Dr. Marvin, who in addition to being the town's top
children's physician is an enthusiastic amateur automobile mechanic, nodded
agreement. "That's what I figured," he said, "but I haven't had a
chance to locate the trouble. It might be in the distributor, it might
be in the coil, and it might be in the condenser."
"Yep," Gus agreed as he fired up his pipe.

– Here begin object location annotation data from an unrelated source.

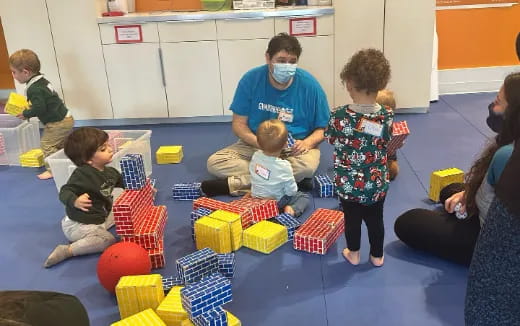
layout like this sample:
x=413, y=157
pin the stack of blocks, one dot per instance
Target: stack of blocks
x=324, y=186
x=320, y=231
x=169, y=154
x=399, y=133
x=32, y=158
x=16, y=104
x=138, y=292
x=208, y=294
x=265, y=236
x=136, y=218
x=290, y=223
x=186, y=191
x=441, y=178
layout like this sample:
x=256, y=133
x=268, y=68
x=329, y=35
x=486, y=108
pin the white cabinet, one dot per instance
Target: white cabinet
x=135, y=80
x=192, y=77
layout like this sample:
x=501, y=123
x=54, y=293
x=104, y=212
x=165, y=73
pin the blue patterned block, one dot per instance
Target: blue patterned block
x=290, y=223
x=132, y=169
x=169, y=282
x=215, y=317
x=207, y=294
x=186, y=191
x=195, y=215
x=226, y=264
x=324, y=186
x=195, y=266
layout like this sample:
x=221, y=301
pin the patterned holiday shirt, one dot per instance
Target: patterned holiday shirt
x=360, y=141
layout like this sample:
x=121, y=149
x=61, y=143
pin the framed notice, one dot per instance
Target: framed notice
x=129, y=34
x=302, y=26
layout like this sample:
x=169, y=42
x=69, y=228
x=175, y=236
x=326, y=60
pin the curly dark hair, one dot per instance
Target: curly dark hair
x=368, y=70
x=508, y=134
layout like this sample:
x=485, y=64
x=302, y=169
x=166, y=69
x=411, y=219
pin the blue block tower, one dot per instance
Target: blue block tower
x=195, y=266
x=207, y=294
x=132, y=169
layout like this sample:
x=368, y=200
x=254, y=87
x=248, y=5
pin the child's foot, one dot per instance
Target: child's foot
x=288, y=210
x=59, y=254
x=45, y=175
x=351, y=256
x=377, y=261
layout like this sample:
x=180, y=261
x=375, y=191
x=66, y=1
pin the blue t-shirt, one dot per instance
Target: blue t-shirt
x=499, y=163
x=257, y=99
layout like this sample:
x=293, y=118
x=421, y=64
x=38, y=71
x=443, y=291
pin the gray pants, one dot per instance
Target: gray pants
x=232, y=162
x=88, y=238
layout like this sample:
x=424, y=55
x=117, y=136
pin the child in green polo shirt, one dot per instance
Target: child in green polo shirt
x=44, y=103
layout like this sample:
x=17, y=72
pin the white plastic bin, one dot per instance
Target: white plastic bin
x=137, y=142
x=19, y=136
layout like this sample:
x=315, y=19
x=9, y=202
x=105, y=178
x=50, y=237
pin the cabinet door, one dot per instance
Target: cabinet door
x=318, y=59
x=236, y=58
x=192, y=76
x=135, y=80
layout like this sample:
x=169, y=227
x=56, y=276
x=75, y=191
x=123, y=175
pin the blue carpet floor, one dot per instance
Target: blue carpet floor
x=286, y=287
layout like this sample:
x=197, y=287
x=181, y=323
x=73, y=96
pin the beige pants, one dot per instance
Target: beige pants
x=53, y=136
x=232, y=162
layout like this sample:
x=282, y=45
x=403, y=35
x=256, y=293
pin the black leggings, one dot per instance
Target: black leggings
x=355, y=213
x=438, y=232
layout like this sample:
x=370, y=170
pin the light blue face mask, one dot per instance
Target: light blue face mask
x=283, y=72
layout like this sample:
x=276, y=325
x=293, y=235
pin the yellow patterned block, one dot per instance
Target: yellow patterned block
x=441, y=178
x=145, y=318
x=235, y=226
x=138, y=292
x=32, y=158
x=214, y=234
x=171, y=310
x=265, y=236
x=16, y=104
x=169, y=154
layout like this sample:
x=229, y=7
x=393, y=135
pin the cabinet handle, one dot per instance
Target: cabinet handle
x=162, y=67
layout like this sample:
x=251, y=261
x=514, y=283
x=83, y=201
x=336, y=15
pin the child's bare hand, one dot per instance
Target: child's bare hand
x=83, y=202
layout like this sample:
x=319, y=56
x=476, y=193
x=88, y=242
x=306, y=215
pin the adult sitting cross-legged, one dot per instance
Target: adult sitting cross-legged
x=276, y=90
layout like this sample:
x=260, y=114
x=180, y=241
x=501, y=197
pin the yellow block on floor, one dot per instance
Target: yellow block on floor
x=265, y=236
x=235, y=226
x=138, y=292
x=214, y=234
x=441, y=178
x=169, y=154
x=145, y=318
x=16, y=104
x=32, y=158
x=170, y=310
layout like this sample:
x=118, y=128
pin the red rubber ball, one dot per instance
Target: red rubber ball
x=122, y=259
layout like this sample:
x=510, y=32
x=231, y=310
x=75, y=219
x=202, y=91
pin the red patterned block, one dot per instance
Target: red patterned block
x=320, y=231
x=157, y=255
x=399, y=133
x=150, y=230
x=253, y=210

"And then again, it might be in the wiring. Wiring can play you some
funny tricks. Just this morning a young fellow drove a '31 sedan in
here to have a new battery cable put in. He said he'd bought the job dirt
cheap a couple of weeks ago, but at that he'd got stung, because it had a
grabbing clutch that made the car jerk whenever he started out. He
said that he'd had the bus in a half dozen shops. And that after testing it,
each said that the clutch was hard. "Well, I put in a new battery ground
cable and then I thought I'd better take a quick look at the rest of the
wiring. As soon as I'd taken up the floorboards I noticed that the
insulation of the other battery cable, the one which runs from the battery
to the starting-motor switch, had been chewed off right down to the bare
wire. The cable ran under the floorboards close to the clutch pedal,
and the cotter pin in the pedal joint had worked part way out and cut into
the insulation every time the pedal was moved. Of course, whenever the
pin came in contact with the bare wire the result was a short which made the
engine skip and the car jerk. That was the "bad clutch" which made the
young fellow so sure that he had been gypped. I fixed it by taping the
bad spot and putting in a new cotter pin-and saved him somewhere between ten
and twenty bucks."
"That was a queer one," Dr. Marvin said
interestedly. "I remember one something like it. Once I was
having trouble with---", he broke off and looked at his watch. "Darn
you, Gus Wilson!" he growled. "Every time I come into this shop I get
listening to you and fall way behind on my schedule! I've got a lot of
calls to make this afternoon, but I'd like to get you to check my ignition
and fix up whatever is wrong with it. Suppose I send the car over
about four o'clock---could you get it ready so that I could use it tomorrow
morning?" I don't think I'll have to make any calls this evening.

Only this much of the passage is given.